Review changes
Continuation from the AI agent chatbot guide
This guide continues the AI agent chatbot guide. Read it first.
The AI Toolkit lets you show AI-generated changes in a beautiful diff UI, so your users can review and accept or reject them.
See the source code on GitHub.
First, configure the reviewOptions parameter. Set the mode to 'preview' to show a preview of the changes before they are applied.
// inside the useChat hook
const result = toolkit.executeTool({
toolName,
input,
reviewOptions: { mode: 'preview' },
})After executing the tool, several suggestions will be displayed inside the editor. Each suggestion represents a change that the AI model wants to make to the document.
Before continuing the conversation, the AI agent has to wait for the user to review the changes.
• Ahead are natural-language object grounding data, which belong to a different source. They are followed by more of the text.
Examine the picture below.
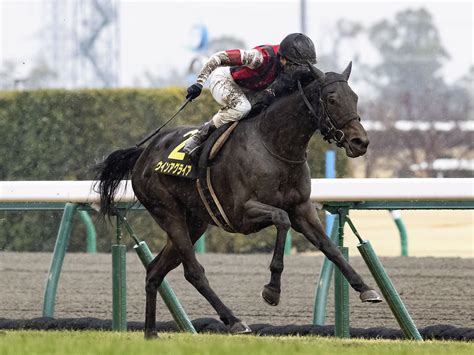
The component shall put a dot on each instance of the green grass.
(93, 342)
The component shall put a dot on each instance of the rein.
(330, 131)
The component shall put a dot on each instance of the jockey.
(237, 75)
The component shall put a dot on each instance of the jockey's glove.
(194, 91)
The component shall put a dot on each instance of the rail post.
(397, 218)
(288, 243)
(91, 235)
(325, 277)
(341, 286)
(119, 282)
(386, 286)
(60, 248)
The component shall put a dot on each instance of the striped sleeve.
(233, 57)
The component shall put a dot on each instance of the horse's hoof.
(151, 335)
(271, 295)
(370, 296)
(240, 328)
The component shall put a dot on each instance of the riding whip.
(155, 132)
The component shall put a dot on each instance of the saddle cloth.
(175, 162)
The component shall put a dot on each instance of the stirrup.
(192, 145)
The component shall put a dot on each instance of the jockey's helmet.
(298, 48)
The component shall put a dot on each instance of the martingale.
(175, 162)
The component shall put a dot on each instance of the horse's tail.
(115, 168)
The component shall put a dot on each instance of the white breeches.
(226, 92)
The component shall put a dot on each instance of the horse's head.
(339, 120)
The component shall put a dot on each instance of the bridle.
(329, 127)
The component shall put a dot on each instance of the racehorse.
(261, 177)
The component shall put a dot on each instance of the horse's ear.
(347, 72)
(318, 74)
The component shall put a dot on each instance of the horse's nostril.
(361, 143)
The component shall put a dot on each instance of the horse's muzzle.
(356, 146)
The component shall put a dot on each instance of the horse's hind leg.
(163, 263)
(306, 221)
(167, 260)
(174, 223)
(257, 213)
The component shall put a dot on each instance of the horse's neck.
(287, 126)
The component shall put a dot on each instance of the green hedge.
(61, 134)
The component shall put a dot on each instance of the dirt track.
(435, 290)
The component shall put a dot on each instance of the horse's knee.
(151, 287)
(276, 266)
(194, 276)
(281, 220)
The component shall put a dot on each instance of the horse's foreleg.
(163, 263)
(306, 221)
(256, 214)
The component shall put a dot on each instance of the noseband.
(328, 126)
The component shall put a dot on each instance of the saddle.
(211, 148)
(174, 162)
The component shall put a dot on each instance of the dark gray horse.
(261, 178)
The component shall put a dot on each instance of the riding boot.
(199, 137)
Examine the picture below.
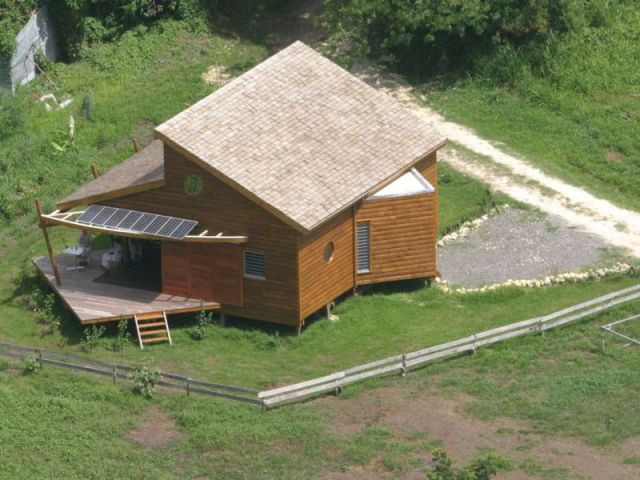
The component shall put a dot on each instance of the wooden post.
(52, 259)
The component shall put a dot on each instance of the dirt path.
(515, 176)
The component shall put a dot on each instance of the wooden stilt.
(43, 226)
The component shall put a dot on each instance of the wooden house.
(302, 182)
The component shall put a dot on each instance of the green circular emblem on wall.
(193, 185)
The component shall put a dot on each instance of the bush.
(87, 105)
(122, 337)
(480, 469)
(421, 36)
(48, 315)
(30, 364)
(92, 336)
(203, 319)
(145, 379)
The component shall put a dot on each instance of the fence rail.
(335, 382)
(119, 372)
(403, 363)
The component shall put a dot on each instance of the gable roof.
(142, 171)
(301, 136)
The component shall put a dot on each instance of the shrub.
(87, 105)
(422, 35)
(31, 364)
(48, 315)
(203, 319)
(480, 469)
(145, 379)
(122, 337)
(91, 337)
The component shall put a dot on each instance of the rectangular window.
(363, 243)
(254, 265)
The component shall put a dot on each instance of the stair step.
(149, 316)
(155, 339)
(150, 325)
(153, 332)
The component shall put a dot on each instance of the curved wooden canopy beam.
(67, 219)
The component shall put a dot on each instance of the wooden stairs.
(152, 328)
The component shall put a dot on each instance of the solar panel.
(115, 219)
(185, 227)
(156, 224)
(131, 218)
(90, 213)
(142, 222)
(169, 227)
(103, 216)
(149, 223)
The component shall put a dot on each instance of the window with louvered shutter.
(254, 265)
(364, 247)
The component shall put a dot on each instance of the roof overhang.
(69, 219)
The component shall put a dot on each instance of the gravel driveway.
(519, 244)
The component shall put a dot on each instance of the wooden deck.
(97, 302)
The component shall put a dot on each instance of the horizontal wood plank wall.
(403, 237)
(320, 281)
(219, 208)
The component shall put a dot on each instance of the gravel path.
(617, 226)
(519, 245)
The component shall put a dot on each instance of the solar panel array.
(140, 222)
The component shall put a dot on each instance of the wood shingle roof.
(301, 136)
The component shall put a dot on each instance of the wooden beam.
(52, 258)
(122, 192)
(55, 219)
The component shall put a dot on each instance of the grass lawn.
(571, 107)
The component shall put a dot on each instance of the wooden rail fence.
(401, 364)
(120, 372)
(335, 382)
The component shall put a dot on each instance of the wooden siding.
(219, 208)
(209, 272)
(322, 281)
(402, 232)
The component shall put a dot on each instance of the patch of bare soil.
(216, 75)
(464, 437)
(155, 429)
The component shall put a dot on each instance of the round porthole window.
(193, 185)
(328, 252)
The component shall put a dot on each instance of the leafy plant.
(31, 364)
(203, 319)
(48, 315)
(65, 140)
(92, 336)
(88, 104)
(480, 469)
(145, 379)
(122, 337)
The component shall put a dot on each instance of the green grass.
(571, 106)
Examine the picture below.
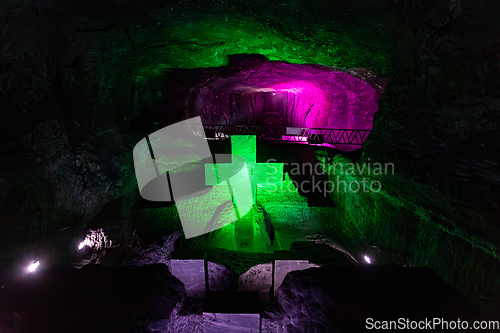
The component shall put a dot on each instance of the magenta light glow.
(33, 266)
(274, 93)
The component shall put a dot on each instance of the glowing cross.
(260, 173)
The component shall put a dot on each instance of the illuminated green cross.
(259, 173)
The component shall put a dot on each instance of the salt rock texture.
(340, 299)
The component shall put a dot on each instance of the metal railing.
(287, 134)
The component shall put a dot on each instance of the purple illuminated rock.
(274, 93)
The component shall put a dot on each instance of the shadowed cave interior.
(370, 130)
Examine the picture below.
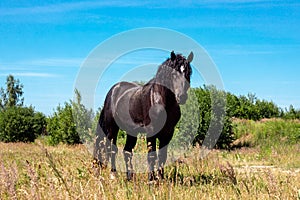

So if the tool call modifies the document, then addtoolOutput should not be called immediately, and instead a review UI should be displayed.
Edit the code so that the chatbot stops and waits for the user to review the changes:
const [reviewState, setReviewState] = useState({
// Whether to display a review UI
isReviewing: false,
// Data for the tool call result
tool: '',
toolCallId: '',
output: '',
// Feedback events collected from user actions
userFeedback: [] as SuggestionFeedbackEvent[],
})
const { messages, sendMessage, addtoolOutput } = useChat({
transport: new DefaultChatTransport({ api: '/api/chat' }),
sendAutomaticallyWhen: lastAssistantMessageIsCompleteWithToolCalls,
async onToolCall({ toolCall }) {
if (!editor) return
const { toolName, input, toolCallId } = toolCall
// Use the AI Toolkit to execute the tool
const toolkit = getAiToolkit(editor)
const result = toolkit.executeTool({
toolName,
input,
reviewOptions: {
mode: 'preview',
},
})
// If the tool call modifies the document, stop and display a review UI
if (result.docChanged) {
// Show the review UI
setReviewState({
isReviewing: true,
tool: toolName,
toolCallId,
output: result.output,
userFeedback: [],
})
} else {
// Continue the conversation
addtoolOutput({ tool: toolName, toolCallId, output: result.output })
}
},
})Style suggestions
Create a CSS file (app/suggestions.css) to style suggestions in red/green.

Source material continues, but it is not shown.